Он был прекрасно сложен, недурен собой, и у него было достаточно здравого смысла: он понимал, что если он считает себя вправе взирать на прочих людей свысока, то и прочие люди могут чувствовать себя вправе смотреть свысока на него; поэтому, он старался прослыть демократом и славным малым. Он и вправду был славным малым. Конечно, его эгоизм бросался в глаза, но никогда не становился обузой для его друзей и знакомых. Таким, по крайней мере, был мистер Морисон Бэйнс в Европе; каким он мог бы оказаться в центральной Африке, предсказать было трудно.
Вначале, в присутствии новых людей, Мериэм робела и смущалась. Ее благодетели сочли благоразумным не рассказывать никому о ее необычайном прошлом, и все считали ее их воспитанницей, не расспрашивая о ее происхождении. Всем она показалась очень милой, простой, веселой; гости постоянно удивлялись тому, как сильно она любит джунгли и как хорошо их знает.
За этот последний год, живя у Бваны и Моей Дорогой, она часто каталась верхом в окрестностях фермы; она знала, в каких камышовых зарослях любят прятаться буйволы, где устраивают свои логовища львы, куда ходят звери на водопой. Всякого зверя умела она высмотреть, как бы он ни прятался. Но особенно удивляло европейских гостей ее умение чувствовать присутствие хищника там, где они сами ничего не могли заметить.
Морисон Бэйнс нашел Мериэм прелестной и очаровательной девушкой. Он с самого начала был восхищен ею. Он и не надеялся завести столь приятное знакомство в африканском имении своих лондонских друзей. Молодым людям приходилось часто бывать вместе, так как они были единственные холостые люди во всем этом маленьком обществе. Мериэм, не привыкшая к ухаживанию таких ловких кавалеров, как Бэйнс, была очарована им. Его рассказы об огромных городах, которых она никогда не видела, удивляли и восхищали ее. Во всех своих рассказах Морисон всегда выставлял себя на первое место, и девушка считала его героем.
Постепенно образ Корака стал тускнеть у нее в душе. Он не был уже для нее непрестанно существующей действительностью, он превратился в воспоминание.

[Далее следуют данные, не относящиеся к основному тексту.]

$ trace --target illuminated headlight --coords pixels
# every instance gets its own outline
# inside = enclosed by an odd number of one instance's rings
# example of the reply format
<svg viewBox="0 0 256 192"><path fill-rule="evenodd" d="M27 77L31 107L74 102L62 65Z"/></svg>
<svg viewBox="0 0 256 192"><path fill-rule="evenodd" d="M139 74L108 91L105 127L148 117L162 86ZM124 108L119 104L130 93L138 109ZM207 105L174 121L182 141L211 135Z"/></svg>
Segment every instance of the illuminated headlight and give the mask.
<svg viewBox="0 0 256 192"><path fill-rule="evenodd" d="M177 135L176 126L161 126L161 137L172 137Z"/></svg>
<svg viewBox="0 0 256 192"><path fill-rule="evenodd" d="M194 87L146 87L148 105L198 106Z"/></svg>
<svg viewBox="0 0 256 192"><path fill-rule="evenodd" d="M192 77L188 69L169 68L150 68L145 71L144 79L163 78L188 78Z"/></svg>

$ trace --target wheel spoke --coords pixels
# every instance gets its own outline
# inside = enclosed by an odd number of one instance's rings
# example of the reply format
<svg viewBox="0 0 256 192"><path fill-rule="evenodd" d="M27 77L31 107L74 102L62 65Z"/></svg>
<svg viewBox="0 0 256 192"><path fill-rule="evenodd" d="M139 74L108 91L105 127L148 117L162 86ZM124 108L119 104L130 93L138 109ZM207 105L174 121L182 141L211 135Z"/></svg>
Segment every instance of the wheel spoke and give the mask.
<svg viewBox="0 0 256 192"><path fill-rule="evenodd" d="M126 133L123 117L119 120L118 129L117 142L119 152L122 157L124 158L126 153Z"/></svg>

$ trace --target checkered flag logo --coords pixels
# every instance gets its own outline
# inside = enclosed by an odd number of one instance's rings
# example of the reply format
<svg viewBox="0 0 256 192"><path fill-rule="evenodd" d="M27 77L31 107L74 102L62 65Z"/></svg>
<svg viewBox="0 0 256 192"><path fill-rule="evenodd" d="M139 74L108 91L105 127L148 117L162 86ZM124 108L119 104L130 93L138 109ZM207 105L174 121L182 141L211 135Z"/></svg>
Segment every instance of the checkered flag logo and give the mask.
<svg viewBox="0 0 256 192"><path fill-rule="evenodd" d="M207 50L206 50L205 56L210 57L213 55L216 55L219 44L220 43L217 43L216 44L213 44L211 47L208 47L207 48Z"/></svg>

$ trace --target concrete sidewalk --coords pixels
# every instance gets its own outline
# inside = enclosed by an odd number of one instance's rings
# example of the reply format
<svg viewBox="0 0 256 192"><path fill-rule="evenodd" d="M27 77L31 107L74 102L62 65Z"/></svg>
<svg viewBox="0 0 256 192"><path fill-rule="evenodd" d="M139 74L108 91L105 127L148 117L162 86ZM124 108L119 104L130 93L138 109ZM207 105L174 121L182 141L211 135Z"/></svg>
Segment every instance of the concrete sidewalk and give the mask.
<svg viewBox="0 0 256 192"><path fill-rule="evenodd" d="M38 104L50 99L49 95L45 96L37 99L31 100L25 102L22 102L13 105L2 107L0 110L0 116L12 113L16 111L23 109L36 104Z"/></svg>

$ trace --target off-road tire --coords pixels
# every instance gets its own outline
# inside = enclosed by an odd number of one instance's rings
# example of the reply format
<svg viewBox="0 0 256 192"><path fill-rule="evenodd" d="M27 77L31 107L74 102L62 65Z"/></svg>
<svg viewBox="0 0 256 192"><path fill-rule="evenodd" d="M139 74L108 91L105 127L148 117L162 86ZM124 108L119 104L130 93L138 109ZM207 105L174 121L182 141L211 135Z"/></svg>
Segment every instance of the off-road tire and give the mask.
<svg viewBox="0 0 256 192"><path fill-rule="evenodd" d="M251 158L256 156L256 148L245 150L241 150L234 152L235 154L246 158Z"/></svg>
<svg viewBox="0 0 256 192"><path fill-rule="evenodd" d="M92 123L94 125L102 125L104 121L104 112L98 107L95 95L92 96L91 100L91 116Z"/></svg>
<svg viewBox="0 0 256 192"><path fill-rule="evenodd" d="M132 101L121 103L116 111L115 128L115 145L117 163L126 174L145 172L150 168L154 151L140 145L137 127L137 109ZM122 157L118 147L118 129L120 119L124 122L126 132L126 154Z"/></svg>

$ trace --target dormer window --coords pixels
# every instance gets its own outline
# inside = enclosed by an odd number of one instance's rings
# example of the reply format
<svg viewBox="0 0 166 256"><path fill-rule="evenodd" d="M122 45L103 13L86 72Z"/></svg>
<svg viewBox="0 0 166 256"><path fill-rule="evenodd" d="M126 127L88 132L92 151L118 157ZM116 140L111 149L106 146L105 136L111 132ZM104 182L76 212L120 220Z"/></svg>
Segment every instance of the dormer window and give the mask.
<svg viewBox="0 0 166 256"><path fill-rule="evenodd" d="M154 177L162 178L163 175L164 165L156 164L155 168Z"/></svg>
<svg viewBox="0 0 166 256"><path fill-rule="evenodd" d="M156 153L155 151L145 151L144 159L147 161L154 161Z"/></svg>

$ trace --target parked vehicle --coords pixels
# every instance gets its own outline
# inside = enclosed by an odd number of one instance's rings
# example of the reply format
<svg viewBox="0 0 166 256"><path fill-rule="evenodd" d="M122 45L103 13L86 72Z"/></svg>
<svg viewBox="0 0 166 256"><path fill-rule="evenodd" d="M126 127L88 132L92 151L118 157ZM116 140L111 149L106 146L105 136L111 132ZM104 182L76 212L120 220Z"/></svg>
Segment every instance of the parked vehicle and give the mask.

Со времени приезда гостей Мериэм никогда не сопровождала мужчин на охоте. Убийство как спорт никогда не привлекало ее. Выслеживание зверей было для нее интересной забавой, но к убийству ради убийства она всегда питала отвращение. Когда Бвана охотился ради мяса — она была счастлива, если он брал ее с собой. Но с прибытием лондонских гостей охота превратилась в жестокое развлечение. Охотились ради шкур и сильных ощущений, а не ради пищи. Когда мужчины уезжали на охоту, Мериэм оставалась дома с Моей Дорогой, или скакала на любимом пони по окрестным степям и лесам; во время этих прогулок ей казалось, что она живет такой же дикой и привольной жизнью, как жила в джунглях. В такие минуты перед ней невольно вставал образ Корака, друга ее детства.
Однажды, утомленная долгой скачкой по лесу, она привязала пони к дереву, улеглась на широкой, удобной ветви и заснула. Ей приснился Корак; это видение мало-помалу расплывалось, и полуголый Тармангани превращался в англичанина, одетого в хаки и сидящего на охотничьем скакуне.